[Proposal] Add module for C-strings support in Phobos
Rikki Cattermole
alphaglosined at gmail.com
Thu Mar 20 02:52:15 PDT 2014
On Thursday, 20 March 2014 at 09:32:33 UTC, Denis Shelomovskij
wrote:
> 20.03.2014 13:20, Rikki Cattermole пишет:
>> On Thursday, 20 March 2014 at 08:24:30 UTC, Denis Shelomovskij
>> wrote:
>>> It's filed as enhancement 12418 [2]:
>>>
>>> C-strings processing is a special and common case so:
>>> 1. C-strings should be supported with both performance and
>>> usability.
>>> 2. There should be a dedicated module for C-strings (instead
>>> of adding
>>> such functions here and there in other modules).
>>>
>>> Current state: there is no good support for C-strings in
>>> Phobos, there
>>> is slow and broken `toStringz` (Issue 12417 [3]), and no
>>> standard way
>>> to make many common operations, like converting returned
>>> C-string to
>>> string and releasing its memory or creating a C-string from
>>> string
>>> using an allocation function.
>>>
>>> So I propose to add `unstd.c.string` [1] module to Phobos
>>> which
>>> include all use-cases I have seen implementing (correct and
>>> fast in
>>> contrast to existing ones like GtkD (yes, it's both incorrect
>>> and slow
>>> because of tons of GC allocations)) C library wrappers.
>>>
>>>
>>> [1]
>>> http://denis-sh.bitbucket.org/unstandard/unstd.c.string.html
>>> [2] https://d.puremagic.com/issues/show_bug.cgi?id=12418
>>> [3] https://d.puremagic.com/issues/show_bug.cgi?id=12417
>>
>> Looks like it wouldn't be really useful with Windows API.
>> Given that
>> wstrings are more common there.
>
> You misunderstand the terminology. C string is a
> zero-terminated string. Also looks like you didn't even go to
> docs page as the second example is WinAPI one.

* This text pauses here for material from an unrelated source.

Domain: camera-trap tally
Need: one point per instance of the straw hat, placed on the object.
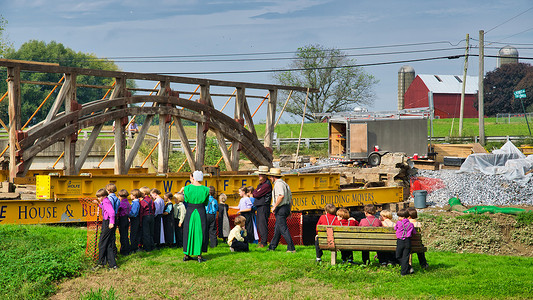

I understand how c strings work. It would be nice to have more
unittests for dstring/wstring, because it looks more geared
towards char/string. Which is why it looks on the offset that it
is less going to work.
>> Another thing that would be nice to have is a wrapper struct
>> for the
>> pointer that allows accessing via e.g. opIndex and opSlice.
>> Ext.
>> Use case: Store the struct on D side to make sure GC doesn't
>> clean it up
>> and still be able to access and modify it like a normal string
>> easily.
>
> I don't understand the use-case. If you did implemented some C
> library wrappers and have a personal experience, I'd like to
> hear your opinion on C functions calling problem and your
> proposal to solve it, if you dislike mine. Also with examples,
> please, where my solution fails and your one rocks. )
I don't dislike your approach at all. I just feel that it needs
to allow for a little more use cases. Given the proposal is for
phobos.
What you have done looks fine for most cases to c libraries. I'm
just worried that it has less use cases then it could have.